Foreign Policy Blogs

Israel Nuclear Legitimation

Avner Cohen proposes in the current issue of Foreign Affairs that Israel should come out of the closet and openly declare its nuclear status, so as to “legitimize” its arsenal. though I have the highest regard for Cohen’s work, I disagree with that conclusion, as stated here in an earlier post. In this connection, I stand accused of neglecting Israel’s singular security concerns and wishing to see it left defenseless. That’s of course not how I see my position.
First, to the question of legitimation: The most puzzling thing about Cohen’s argument to me is his notion that Israel’s open declaration of its nuclear status would ipso facto lead to diplomatic recognition and acceptance of that status. Legally, the only thing that would legitimize its nuclear status would be Israel’s acceptance into the NPT as a nuclear weapons state (recognition that so far is eluding India and Pakistan, even though they not only have openly declared but openly tested). It’s obvious that Israel’s antagonistic neighbors, all of which are NPT parties, would refuse to admit it into the treaty–and it’s likely that their position would be shared by about 95 percent of the other NPT parties.
Instead, open declaration would not only deprive Israel of its cover but–even more importantly–deprive its neighboring countries of their cover as well. Pressures would mount on Middle East governments to go nuclear, and in time, some of those governments would surely succumb. That brings me to the second point.

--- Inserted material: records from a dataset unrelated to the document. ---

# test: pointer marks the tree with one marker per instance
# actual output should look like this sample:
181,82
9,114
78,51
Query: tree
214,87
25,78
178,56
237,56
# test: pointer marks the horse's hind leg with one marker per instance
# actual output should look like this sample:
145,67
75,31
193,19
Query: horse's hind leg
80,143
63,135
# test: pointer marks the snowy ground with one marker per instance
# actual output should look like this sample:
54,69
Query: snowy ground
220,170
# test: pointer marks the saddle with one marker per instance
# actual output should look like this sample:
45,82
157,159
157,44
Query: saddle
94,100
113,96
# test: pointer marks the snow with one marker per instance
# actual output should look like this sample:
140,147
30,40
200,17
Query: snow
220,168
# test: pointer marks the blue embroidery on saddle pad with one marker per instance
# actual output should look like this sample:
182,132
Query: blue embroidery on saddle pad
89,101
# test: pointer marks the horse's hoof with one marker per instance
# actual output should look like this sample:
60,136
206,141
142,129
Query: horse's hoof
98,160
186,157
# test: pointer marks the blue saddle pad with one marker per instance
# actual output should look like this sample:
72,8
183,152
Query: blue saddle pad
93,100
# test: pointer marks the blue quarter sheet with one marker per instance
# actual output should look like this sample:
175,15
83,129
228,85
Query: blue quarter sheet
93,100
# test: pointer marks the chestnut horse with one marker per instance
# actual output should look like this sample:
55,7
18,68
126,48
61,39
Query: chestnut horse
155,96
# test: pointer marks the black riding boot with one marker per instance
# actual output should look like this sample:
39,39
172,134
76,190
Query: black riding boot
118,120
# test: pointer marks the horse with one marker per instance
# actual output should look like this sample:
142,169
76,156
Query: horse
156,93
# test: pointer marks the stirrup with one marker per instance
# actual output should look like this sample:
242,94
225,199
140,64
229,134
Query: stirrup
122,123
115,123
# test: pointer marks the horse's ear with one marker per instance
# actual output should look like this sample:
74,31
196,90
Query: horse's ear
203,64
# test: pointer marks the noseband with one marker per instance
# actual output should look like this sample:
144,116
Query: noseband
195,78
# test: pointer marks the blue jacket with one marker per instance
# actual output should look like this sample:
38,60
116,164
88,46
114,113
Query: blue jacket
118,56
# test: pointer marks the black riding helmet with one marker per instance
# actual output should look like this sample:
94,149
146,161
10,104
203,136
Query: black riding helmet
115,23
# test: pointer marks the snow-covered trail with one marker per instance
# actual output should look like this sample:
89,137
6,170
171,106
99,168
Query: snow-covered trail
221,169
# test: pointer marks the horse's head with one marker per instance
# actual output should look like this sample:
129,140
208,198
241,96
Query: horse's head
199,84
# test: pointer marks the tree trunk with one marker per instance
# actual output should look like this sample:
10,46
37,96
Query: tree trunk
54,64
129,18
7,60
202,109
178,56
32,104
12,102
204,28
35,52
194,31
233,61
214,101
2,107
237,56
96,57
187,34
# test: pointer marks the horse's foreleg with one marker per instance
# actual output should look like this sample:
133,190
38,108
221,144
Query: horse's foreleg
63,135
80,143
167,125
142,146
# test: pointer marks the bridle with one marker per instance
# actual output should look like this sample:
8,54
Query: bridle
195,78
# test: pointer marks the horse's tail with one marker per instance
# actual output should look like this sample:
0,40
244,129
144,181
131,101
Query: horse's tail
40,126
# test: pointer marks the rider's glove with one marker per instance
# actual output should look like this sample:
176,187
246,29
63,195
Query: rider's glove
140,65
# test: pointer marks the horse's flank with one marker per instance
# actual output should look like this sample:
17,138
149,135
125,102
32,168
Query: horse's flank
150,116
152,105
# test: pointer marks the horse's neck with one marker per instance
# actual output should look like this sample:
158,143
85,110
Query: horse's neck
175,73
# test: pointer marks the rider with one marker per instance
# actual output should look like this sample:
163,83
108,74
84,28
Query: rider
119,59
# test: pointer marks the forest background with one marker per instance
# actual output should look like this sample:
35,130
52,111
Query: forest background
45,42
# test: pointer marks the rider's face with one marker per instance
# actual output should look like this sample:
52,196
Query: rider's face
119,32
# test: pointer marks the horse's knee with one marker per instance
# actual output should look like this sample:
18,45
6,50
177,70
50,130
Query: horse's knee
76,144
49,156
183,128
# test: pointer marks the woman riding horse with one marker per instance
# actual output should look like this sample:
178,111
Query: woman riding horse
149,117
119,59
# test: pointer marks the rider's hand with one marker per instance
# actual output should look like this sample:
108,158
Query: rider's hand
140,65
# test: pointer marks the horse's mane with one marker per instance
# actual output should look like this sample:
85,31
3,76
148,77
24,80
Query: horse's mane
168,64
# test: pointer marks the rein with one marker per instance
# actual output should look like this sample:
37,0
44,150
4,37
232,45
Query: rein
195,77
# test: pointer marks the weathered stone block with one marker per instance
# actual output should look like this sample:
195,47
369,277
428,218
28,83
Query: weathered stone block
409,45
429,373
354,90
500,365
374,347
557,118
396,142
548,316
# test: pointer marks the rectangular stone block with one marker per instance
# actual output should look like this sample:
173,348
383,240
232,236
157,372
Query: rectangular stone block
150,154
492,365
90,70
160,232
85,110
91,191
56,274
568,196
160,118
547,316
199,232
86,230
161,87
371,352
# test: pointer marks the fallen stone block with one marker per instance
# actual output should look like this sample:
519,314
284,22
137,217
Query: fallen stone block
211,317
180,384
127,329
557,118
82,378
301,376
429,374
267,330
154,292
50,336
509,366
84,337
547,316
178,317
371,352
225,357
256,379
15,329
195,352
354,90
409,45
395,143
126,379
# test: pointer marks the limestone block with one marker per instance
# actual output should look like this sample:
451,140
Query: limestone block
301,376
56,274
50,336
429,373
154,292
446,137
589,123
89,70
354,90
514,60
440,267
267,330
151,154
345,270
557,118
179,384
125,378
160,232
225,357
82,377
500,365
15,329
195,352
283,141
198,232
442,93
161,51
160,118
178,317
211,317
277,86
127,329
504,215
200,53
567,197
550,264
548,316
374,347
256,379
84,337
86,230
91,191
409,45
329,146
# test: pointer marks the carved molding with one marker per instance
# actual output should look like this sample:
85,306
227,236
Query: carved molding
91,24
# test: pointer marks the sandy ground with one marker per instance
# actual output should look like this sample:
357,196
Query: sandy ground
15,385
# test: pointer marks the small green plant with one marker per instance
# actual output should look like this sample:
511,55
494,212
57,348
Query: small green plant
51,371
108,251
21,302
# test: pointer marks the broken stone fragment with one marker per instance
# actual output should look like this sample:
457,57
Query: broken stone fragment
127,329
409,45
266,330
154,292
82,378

Israel already confronts one nuclear armed Islamic state in the region, Pakistan. Through several drastic changes of government, starting with Bhutto’s 1974 pledge that Pakistan would acquire nuclear weapons even if its citizens had to eat grass, so that there would be not only a Christian, a Jewish and a Hindu bomb but an Islamic one as well, Pakistan unrelentingly pursued an atomic capability. Now the country–bordering on being a failed state, harboring vast numbers of people who are profoundly hostile to Israel and the West, and largely run by unaccountable military and security services–has the bomb. Of course its exclusive focus right now is India and the war in Afghanistan, but that may not always be the case.
Meanwhile, a second Islamic state, Iran, is showing the same determination to acquire nuclear weapons. Eventually, unless it can be talked out of that goal, it will acquire them. Sanctions and sabotage are slowing it down appreciably, and if worst comes to worst, military action by Israel or the United States may slow it down still more. But the predictable result is that it will only redouble its efforts and, in due course, get what it wants.
Israel’s line has been that it will not be the first to introduce nuclear weapons into the Middle East. That means, in plain English, that it will not be the first to obliterate a Middle Eastern city–but that if another country hits one of its cities, all of that country’s cities will be hit in return.
This kind of deterrence works pretty well, arguably, when one state faces just one other hostile state, like the United States and the Soviet Union during the Cold War or India and Pakistan today. But as the number of independently acting hostile states proliferates, deterrence weakens. This is because one can only retaliate for an attack if one knows absolutely for certain where the attack originated.
Hence, to my way of thinking, the need for a comprehensive diplomatic solution. Risky? Yes. Improbable? Yes, yes. But less risky perhaps than the regional environment that seems to be ineluctably taking shape around Israel.

 

Author

William Sweet

Bill Sweet has been writing about nuclear arms control and peace politics since interning at the IAEA in Vienna during summer 1974, right after India's test of a "peaceful nuclear device." As an editor and writer for Congressional Quarterly, Physics Today and IEEE Spectrum magazine he wrote about the freeze and European peace movements, space weaponry and Star Wars, Iraq, North Korea and Iran. His work has appeared in magazines like the Bulletin of Atomic Scientists and The New Republic, as well as in The New York Times, the LA Times, Newsday and the Baltimore Sun. The author of two books--The Nuclear Age: Energy, Proliferation and the Arms Race, and Kicking the Carbon Habit: The Case for Renewable and Nuclear Energy--he recently published "Situating Putin," a group of essays about contemporary Russia, as an e-book. He teaches European history as an adjunct at CUNY's Borough of Manhattan Community College.